When CF Industries Holdings, Inc. (NYSE:CF)‘s stock dropped like a rock in April, I strongly felt that it was nearing a reversal. Urging investors to buy the stock, I backed it up with an outperform call on my CAPS portfolio.
Investors who took the dive are counting gains to the tune of 10% now, but those who didn’t still have a chance. CF is doing a lot of things right, which should help the stock maintain the momentum.
Strategy in place
Natural gas is the key input for CF Industries Holdings, Inc. (NYSE:CF)’s primary product, nitrogen fertilizer. When gas prices plunged last year, CF’s costs were cut by half and its margins soared. Investors were happy, until gas prices breached the $4 mark recently. Fears that rising costs will strangle CF’s margin gripped the market, and the stock lost 25% of its value in less than three months by mid-April. The concerns appeared overblown as CF’s recently released first-quarter numbers proved.
CF Industries Holdings, Inc. (NYSE:CF)’s natural gas cost in the first quarter averaged $3.57 per MMBtu, slightly higher than the $3.48 per MMBtu it paid in Q1 2012. The company’s revenue too fell 13% year over year on low sales volumes. Yet, CF’s net income jumped 10% to hit a record quarterly high, thanks to the company’s aggressive hedging policy. Through derivatives, CF had hedged 90% of its first-quarter gas requirements by February. So it didn’t have much to fear when gas prices increased. In fact, CF notched mark-to-market gains of around $23 million on derivatives.
A CF Industries Holdings, Inc. (NYSE:CF) distractor asked me where those gains would be had gas prices moved the other way. Good question, I said, because luck is a factor. Natural gas is a highly volatile commodity, and its price movement is nearly impossible to predict. So hedging can also turn unfavorable. In Q1 2012, CF suffered a mark-to-market loss of $56 million despite hedging two-thirds of gas requirement because prices didn’t behave the way CF expected.

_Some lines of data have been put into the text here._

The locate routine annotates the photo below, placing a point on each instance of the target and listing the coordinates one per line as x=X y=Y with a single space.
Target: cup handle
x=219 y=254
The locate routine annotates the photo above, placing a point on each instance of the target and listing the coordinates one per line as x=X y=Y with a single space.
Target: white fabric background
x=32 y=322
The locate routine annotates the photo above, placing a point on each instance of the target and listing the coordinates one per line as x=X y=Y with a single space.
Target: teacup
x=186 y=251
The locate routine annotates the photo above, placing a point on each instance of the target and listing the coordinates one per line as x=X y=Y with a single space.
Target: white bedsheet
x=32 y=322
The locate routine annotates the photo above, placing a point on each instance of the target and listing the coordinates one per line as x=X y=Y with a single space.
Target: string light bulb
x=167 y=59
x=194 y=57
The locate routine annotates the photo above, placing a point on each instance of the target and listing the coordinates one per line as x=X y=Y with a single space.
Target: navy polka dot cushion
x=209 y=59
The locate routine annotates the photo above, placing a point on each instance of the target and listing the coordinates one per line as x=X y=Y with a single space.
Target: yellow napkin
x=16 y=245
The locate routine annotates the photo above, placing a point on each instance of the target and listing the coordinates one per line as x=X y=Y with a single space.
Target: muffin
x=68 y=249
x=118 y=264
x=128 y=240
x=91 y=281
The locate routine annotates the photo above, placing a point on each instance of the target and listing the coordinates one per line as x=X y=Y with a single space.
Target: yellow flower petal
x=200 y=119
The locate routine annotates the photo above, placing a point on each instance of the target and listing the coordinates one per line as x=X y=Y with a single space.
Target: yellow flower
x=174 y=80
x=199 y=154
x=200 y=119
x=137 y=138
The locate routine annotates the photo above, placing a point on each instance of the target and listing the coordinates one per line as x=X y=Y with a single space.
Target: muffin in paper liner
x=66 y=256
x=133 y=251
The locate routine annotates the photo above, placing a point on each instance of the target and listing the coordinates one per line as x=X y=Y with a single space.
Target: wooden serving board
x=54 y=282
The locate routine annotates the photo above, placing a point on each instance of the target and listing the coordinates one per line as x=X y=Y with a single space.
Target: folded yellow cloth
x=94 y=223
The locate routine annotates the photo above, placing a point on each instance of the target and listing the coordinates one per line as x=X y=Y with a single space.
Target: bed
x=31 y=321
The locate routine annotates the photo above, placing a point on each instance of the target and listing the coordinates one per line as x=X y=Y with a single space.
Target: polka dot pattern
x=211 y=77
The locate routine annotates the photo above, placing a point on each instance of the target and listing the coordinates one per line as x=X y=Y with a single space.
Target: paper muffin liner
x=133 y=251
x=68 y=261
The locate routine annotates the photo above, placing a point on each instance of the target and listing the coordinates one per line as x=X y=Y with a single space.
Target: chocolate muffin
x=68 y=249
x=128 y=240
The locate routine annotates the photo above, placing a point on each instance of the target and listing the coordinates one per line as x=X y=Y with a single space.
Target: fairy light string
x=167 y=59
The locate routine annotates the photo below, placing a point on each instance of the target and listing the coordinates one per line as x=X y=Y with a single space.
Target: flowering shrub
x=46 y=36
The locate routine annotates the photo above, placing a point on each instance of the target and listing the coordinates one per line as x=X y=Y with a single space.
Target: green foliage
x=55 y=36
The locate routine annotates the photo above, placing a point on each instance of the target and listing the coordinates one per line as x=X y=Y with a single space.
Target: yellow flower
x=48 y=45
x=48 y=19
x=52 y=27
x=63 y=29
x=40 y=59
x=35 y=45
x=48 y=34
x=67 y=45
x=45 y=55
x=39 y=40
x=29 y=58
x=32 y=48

That being said, hedging remains inevitable. After all, it is better to be safe than sorry. And it’s not just CF Industries Holdings, Inc. (NYSE:CF) that believes so. Rentech Nitrogen Partners LP (NYSE:RNF), a smaller but pure-nitrogen player, has already locked in 43% of its full-year gas requirements at an average cost of $4 per MMBtu. Rentech paid $3.98 per MMBtu of gas this past quarter. As for CF, it has hedged 90% of requirements through July. So investors shouldn’t panic if gas prices rise.
A cut above the rest
While gains on derivatives boosted CF’s nitrogen segment’s gross margin to 59% from 52% a year ago, firm nutrient prices played a key role as well. Nitrogen is the most important nutrient for essential crop, corn. Expectations of record corn planting this spring are pushing up nitrogen prices, even as those of potash (NYSE:POT) and phosphates are reeling under pressure. Urea ammonium nitrate, or UAN, was the top-performing nitrogen product in CF’s last quarter, fetching 9% higher prices year over year.
To take advantage of UAN’s better pricing, CF Industries Holdings, Inc. (NYSE:CF) smartly cut down on urea to scale up UAN production during the last quarter. The capability to flex production mix according to market conditions is among CF’s biggest strengths. UAN is a high-margin product, so focusing on it makes sense. In its last quarter, UAN specialist CVR Partners LP (NYSE:UAN) converted 72% of ammonia produced to UAN. If that sounds incredible, there’s more. From 80,700 tons of ammonia, CVR churned out a whopping 196,200 tons of UAN.